Do kids learn well when you only tell them what NOT to do? Of course not! You should be explaining how to do things correctly, and most importantly the WHY, as well as providing examples of both the "correct" and "incorrect" ways (also explaining why an example is incorrect).
They have a vast latent knowledge base, infinite patience and zero capacity for making personal judgement calls. You give one a goal and it will try to meet that goal.
A scary image, if we consider agents to develop anything like a conscience at some point in time. Of course, with the current approach they never might, but are we so sure?
Bbbbut a guy from Anthropic, just this last Friday, told me to think of Claude as my "brilliant coworker"! Are you telling me that's not true!?
I think the better route is to be honest and say that database integrity is a primary foundation of the company, there's no task worth pursuing that would require touching the database, specifically ask it to think hard before doing anything that gets close to the production data, etc.
I run a much lower-stakes version where an LLM has a key that can delete a valuable product database if it were so inclined. I've built a strong framework around how and when destructive edits can be made (they cannot), but specifically I say that any of these destructive commands (DROP, -rm, etc) need to be handed to the user to implement. Between that framework and claude code via CLI, it's very cautious about running anything that writes to the database, and the new claude plan permissions system is pretty aggressive about reviewing any proposed action, even if I've given it blanket permission otherwise.
I've tested it a few times by telling it to go ahead, "I give you permission", but it still gets stopped by the global claude safety/permissions layer in opus 4.7. IMO it's pretty robust.
Food for thought.
This is recklessly negligent and I would personally not tolerate a coworker or report doing it.

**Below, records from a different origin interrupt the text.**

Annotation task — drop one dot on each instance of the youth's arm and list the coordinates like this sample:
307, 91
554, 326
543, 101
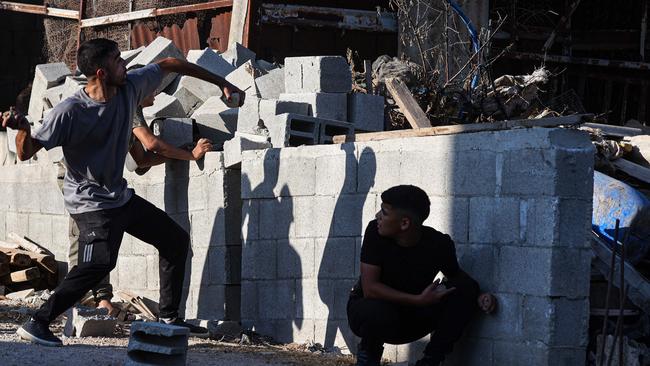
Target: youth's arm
169, 65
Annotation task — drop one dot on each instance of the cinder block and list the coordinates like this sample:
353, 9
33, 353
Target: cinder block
244, 78
277, 299
242, 142
335, 258
290, 129
216, 121
210, 61
322, 105
271, 85
494, 220
237, 55
129, 55
160, 48
175, 131
46, 76
317, 74
366, 111
164, 105
89, 322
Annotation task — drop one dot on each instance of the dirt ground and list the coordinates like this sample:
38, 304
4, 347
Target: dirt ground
112, 351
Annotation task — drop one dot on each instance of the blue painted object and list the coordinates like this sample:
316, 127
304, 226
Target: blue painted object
613, 200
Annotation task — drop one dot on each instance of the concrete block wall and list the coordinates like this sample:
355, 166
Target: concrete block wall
203, 197
517, 203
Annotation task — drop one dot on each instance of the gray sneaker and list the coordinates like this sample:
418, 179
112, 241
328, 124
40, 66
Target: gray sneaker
39, 333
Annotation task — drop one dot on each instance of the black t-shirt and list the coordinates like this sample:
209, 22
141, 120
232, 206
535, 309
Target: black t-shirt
408, 269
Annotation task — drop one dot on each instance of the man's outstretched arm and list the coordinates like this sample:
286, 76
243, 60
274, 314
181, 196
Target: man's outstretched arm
182, 67
26, 146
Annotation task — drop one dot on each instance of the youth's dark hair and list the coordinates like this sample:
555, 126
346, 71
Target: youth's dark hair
93, 55
411, 199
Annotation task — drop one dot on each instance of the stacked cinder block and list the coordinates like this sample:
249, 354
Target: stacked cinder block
203, 198
157, 344
517, 204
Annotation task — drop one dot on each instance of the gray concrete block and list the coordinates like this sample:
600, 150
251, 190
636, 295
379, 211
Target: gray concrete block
46, 76
322, 105
175, 131
216, 121
317, 74
237, 55
335, 258
89, 322
164, 105
129, 55
244, 78
366, 111
233, 148
329, 129
211, 61
160, 48
276, 299
293, 130
271, 85
494, 220
536, 263
259, 260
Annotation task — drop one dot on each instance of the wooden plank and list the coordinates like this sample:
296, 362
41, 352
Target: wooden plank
635, 170
25, 275
153, 12
458, 129
27, 244
407, 104
39, 9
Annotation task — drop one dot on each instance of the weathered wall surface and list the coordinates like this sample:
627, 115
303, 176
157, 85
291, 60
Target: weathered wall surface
203, 198
517, 203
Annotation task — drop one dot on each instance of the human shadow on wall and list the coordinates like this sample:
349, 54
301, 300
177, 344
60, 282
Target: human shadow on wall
270, 255
336, 273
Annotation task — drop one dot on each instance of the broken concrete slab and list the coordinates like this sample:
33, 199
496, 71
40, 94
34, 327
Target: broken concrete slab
290, 129
45, 76
215, 121
164, 105
89, 322
366, 111
160, 48
129, 55
271, 85
210, 61
244, 78
237, 55
317, 74
233, 148
174, 131
322, 105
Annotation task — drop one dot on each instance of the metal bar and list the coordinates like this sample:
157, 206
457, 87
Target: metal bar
153, 12
579, 60
39, 9
313, 16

What's next, sending long-lived access tokens out over email and asking pretty please for nobody to cc/forward?
Standard rule is you never let your developers at the production instance. So I can't see why an LLM would get a break.
Thats stretching the definition of 'research', it basically checks if the texts are close enough.
Delete can occur in various contexts, including safe contexts. It simply checks if a close enough match is available and executes. It doesn't know if what it is doing is safe.
Unfortunately a wide variety of such unsafe behaviours can show up. I'd even say for someone that does things without understanding them. Any write operation of any kind can be deemed unsafe.
Probably because telling someone not to do something works the 99% of the time they weren't going to do it anyways. But telling somebody "here's how to do something" and seeing them have the judgment not do it gives you information right away, as does them actually taking the honeypot. At the heart of it, delayed catastrophic implosions are much worse than fast, guarded, recoverable failures. At the end of the day, I suppose that's been supposed part of lean startup methodology forever -- just always easy in theory and tricky in practice I suppose.